Éléonore Faucher, Lola Naymark and Ariane Ascaride (from left to right) while shooting in Fleurie
Ariane Ascaride shooting in Fleurie

Die Perlenstickerinnen was the feature film debut of director Éléonore Faucher, who had previously made two short films. The film was shot from November to December 2003 in Angoulême (including at the Abbaye de Saint-Cybard), Fleurie (Mrs. Mélikian's house) and at the Hôpital Le Vinatier in Bron . The interior shots were taken in Studio 24 in Villeurbanne . The film premiered on May 14, 2004 at the Cannes International Film Festival and was also released in German cinemas on May 19, 2005. It was released on DVD on November 24, 2005. Arte broadcast Die Perlenstickerinnen on October 9, 2008 for the first time on German television.

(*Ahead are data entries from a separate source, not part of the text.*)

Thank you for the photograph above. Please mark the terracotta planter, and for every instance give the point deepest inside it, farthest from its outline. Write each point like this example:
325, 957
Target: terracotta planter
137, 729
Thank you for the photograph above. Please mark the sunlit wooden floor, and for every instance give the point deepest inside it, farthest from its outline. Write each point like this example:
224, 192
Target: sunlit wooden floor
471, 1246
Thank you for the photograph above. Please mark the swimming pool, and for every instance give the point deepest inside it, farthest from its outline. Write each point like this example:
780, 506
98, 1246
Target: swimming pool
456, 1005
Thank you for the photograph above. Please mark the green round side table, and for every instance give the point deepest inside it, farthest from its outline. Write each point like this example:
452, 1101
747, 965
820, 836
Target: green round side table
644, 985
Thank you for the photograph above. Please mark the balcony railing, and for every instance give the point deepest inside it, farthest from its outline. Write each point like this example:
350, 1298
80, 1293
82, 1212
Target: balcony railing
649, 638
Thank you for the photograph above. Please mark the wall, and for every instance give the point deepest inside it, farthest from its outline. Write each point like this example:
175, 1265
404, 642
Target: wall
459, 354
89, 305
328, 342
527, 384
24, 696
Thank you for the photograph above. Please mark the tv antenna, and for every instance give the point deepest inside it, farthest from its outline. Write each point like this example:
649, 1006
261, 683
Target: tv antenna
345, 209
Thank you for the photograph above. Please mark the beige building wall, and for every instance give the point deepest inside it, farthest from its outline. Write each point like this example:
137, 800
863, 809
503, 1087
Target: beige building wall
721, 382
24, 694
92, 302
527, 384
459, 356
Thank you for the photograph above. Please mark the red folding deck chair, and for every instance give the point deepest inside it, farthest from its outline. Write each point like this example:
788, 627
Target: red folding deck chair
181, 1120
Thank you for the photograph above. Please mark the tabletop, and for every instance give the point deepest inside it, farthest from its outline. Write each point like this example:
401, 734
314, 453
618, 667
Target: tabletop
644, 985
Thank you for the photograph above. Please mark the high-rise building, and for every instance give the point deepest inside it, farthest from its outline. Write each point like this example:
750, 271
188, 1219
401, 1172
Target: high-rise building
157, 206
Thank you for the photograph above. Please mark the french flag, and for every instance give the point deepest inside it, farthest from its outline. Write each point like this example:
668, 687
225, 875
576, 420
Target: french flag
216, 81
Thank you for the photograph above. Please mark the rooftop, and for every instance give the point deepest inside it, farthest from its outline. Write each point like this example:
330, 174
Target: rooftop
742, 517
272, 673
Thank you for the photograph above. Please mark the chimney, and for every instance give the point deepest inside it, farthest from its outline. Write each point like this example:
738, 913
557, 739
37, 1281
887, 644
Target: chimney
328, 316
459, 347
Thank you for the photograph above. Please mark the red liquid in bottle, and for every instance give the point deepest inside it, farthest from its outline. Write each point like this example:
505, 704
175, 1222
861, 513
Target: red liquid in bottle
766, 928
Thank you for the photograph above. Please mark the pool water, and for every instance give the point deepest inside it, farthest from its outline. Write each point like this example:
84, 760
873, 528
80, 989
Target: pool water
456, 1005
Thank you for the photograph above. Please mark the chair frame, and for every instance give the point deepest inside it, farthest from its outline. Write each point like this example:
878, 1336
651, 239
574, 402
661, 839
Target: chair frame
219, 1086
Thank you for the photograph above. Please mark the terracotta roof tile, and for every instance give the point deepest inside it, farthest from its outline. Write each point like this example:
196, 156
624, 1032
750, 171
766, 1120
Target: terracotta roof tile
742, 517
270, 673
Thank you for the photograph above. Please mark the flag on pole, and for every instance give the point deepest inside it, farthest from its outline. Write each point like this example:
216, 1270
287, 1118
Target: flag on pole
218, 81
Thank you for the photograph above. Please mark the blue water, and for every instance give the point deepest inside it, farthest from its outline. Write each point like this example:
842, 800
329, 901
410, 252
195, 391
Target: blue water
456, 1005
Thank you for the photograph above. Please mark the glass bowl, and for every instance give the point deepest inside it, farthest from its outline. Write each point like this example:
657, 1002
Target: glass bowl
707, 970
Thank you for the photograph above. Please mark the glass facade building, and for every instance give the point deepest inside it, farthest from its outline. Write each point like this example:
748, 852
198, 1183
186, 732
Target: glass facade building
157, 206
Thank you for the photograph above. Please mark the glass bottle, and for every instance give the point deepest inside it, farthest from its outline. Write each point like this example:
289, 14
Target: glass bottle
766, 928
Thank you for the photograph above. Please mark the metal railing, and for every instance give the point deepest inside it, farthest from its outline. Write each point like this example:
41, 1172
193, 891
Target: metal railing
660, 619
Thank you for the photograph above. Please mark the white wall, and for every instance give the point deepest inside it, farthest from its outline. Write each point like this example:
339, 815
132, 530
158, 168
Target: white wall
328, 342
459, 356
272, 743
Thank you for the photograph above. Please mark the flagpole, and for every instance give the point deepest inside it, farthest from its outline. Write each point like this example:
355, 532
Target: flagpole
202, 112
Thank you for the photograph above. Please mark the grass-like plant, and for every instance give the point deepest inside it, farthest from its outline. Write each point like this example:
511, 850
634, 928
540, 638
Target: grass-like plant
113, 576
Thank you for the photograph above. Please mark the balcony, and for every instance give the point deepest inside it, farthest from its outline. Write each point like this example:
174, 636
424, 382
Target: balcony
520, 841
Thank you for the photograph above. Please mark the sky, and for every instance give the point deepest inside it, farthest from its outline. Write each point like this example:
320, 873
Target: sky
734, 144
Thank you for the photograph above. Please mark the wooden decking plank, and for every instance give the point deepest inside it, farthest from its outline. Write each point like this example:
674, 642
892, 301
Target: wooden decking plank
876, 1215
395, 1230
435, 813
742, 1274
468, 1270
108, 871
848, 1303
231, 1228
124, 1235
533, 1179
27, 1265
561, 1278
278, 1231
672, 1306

In addition to pieces by Michael Galasso , the film features numerous songs by the Louise Attaque group , including Je t'emmène au vent (from the album Louise Attaque , 1997), L'intranquillité and La Ballade de bas (from Comme on a dit , 2000 ). The rock group Tarmac is also represented with the song Sur mes lèvres .

criticism

The film dienst called Faucher's feature film debut "subtly developed ... and staged ...". The film "visualizes its symbolic level through a sensitive imagery, with the camera unobtrusively and sensitively observing the friendship between the generations." Der Spiegel praised the film and stated that the director Faucher " sometimes such a sensuality [develop] that the viewer believes to feel, smell and taste the world represented ”.

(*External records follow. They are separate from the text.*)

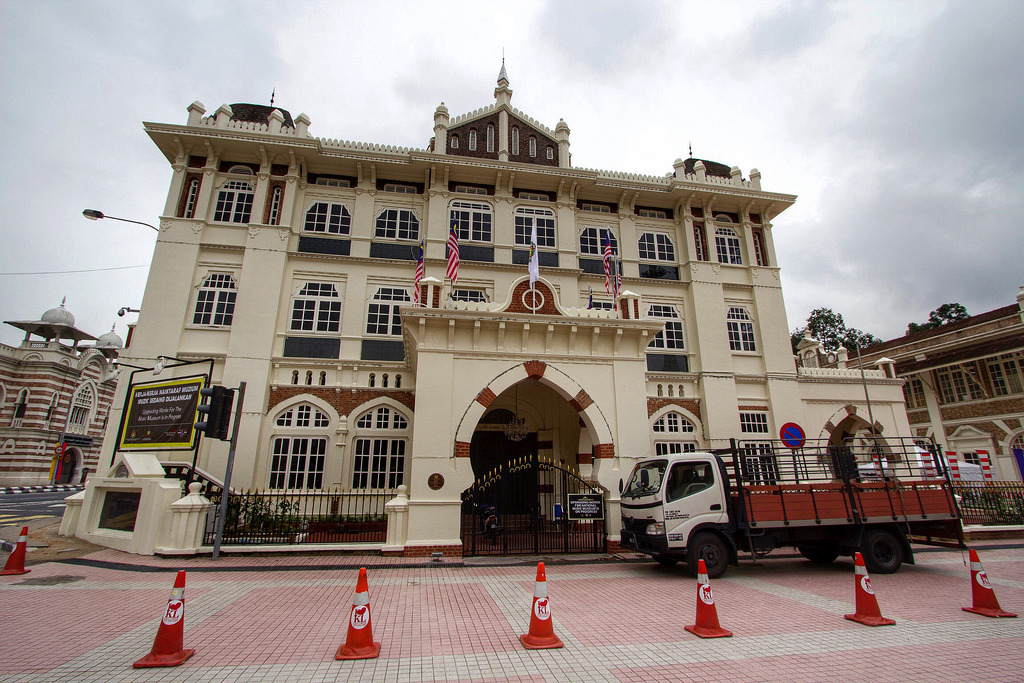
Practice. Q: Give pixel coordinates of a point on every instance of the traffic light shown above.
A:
(215, 414)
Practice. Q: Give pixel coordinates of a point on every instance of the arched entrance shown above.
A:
(527, 475)
(67, 466)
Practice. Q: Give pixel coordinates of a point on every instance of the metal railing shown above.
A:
(990, 503)
(287, 517)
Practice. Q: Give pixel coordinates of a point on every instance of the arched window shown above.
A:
(329, 218)
(274, 207)
(235, 202)
(397, 224)
(727, 246)
(472, 220)
(297, 461)
(215, 302)
(82, 407)
(528, 217)
(20, 404)
(673, 433)
(740, 329)
(379, 460)
(189, 211)
(316, 308)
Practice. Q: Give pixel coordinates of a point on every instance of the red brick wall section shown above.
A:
(655, 404)
(582, 401)
(485, 397)
(535, 369)
(344, 400)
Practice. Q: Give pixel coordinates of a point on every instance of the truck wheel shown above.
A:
(711, 549)
(819, 554)
(882, 552)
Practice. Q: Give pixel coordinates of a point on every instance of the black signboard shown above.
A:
(161, 416)
(586, 506)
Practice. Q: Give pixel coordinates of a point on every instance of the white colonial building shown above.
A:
(290, 260)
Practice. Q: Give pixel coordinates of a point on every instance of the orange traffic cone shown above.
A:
(542, 633)
(15, 563)
(707, 626)
(982, 593)
(867, 606)
(359, 642)
(168, 646)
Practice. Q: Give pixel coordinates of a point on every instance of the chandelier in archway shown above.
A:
(515, 429)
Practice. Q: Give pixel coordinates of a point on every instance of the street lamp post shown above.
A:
(92, 214)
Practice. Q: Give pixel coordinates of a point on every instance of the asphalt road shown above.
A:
(32, 510)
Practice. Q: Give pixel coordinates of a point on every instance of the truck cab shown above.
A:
(676, 507)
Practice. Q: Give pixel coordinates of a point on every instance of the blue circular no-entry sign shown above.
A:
(793, 435)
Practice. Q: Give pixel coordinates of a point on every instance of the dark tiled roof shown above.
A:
(1006, 311)
(711, 167)
(970, 352)
(258, 114)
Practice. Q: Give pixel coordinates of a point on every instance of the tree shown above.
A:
(944, 314)
(828, 328)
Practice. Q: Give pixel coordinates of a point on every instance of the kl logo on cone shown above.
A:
(359, 641)
(168, 647)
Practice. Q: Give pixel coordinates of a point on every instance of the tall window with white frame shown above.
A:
(397, 224)
(674, 433)
(316, 308)
(727, 246)
(328, 218)
(82, 404)
(656, 247)
(381, 440)
(297, 460)
(544, 219)
(473, 221)
(383, 317)
(235, 202)
(672, 336)
(215, 302)
(740, 329)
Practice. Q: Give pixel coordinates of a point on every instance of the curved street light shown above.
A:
(93, 214)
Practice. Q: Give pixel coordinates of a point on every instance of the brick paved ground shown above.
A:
(282, 619)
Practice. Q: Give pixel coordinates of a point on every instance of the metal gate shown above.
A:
(541, 508)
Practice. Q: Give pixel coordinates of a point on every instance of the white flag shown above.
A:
(535, 263)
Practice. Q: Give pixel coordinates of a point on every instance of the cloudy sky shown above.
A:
(898, 125)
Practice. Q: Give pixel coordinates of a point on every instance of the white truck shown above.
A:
(821, 499)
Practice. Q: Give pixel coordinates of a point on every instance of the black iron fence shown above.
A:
(269, 517)
(990, 503)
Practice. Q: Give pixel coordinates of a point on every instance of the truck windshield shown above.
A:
(646, 478)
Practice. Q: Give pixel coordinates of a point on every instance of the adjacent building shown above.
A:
(655, 324)
(54, 400)
(965, 387)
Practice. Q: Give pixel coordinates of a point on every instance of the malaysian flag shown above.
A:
(607, 263)
(418, 276)
(453, 269)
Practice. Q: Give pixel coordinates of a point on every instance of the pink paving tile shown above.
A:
(992, 660)
(46, 627)
(409, 621)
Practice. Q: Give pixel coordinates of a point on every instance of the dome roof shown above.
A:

Cinema found that patience for the silent drama would reward viewers with “beautiful pictures”, and called the film “a small work of art, delicate as precious embroidery”.

Awards

At the 2004 Cannes Film Festival , Die Perlenstickerinnen was awarded the Critics Week Grand Prize and the SACD Screenwriting Award. He was also nominated for three Césars in 2005: Ariane Ascaride received a nomination in the category Best Supporting Actress , Lola Naymark in the category Best Young Actress and Éléonore Faucher in the category Best Debut . Lola Naymark was also awarded a Prix ​​Lumières for Best Young Actress in 2005 . The film received the Prix ​​du Syndicat Français de la Critique for the best French film debut .

Web links

Commons : Brodeuses  - Collection of images, videos and audio files

Individual evidence

  1. Release certificate for Die Perlenstickerinnen . Voluntary self-regulation of the film industry , May 2005 (PDF; test number: 102 365 K).
  2. See imdb.com
  3. The pearl embroiderers. In: Lexicon of International Films . Film service , accessed March 2, 2017 .Template: LdiF / Maintenance / Access used 
  4. Cinema in brief: Die Perlenstickerinnen . In: Der Spiegel , No. 20, 2005, p. 133.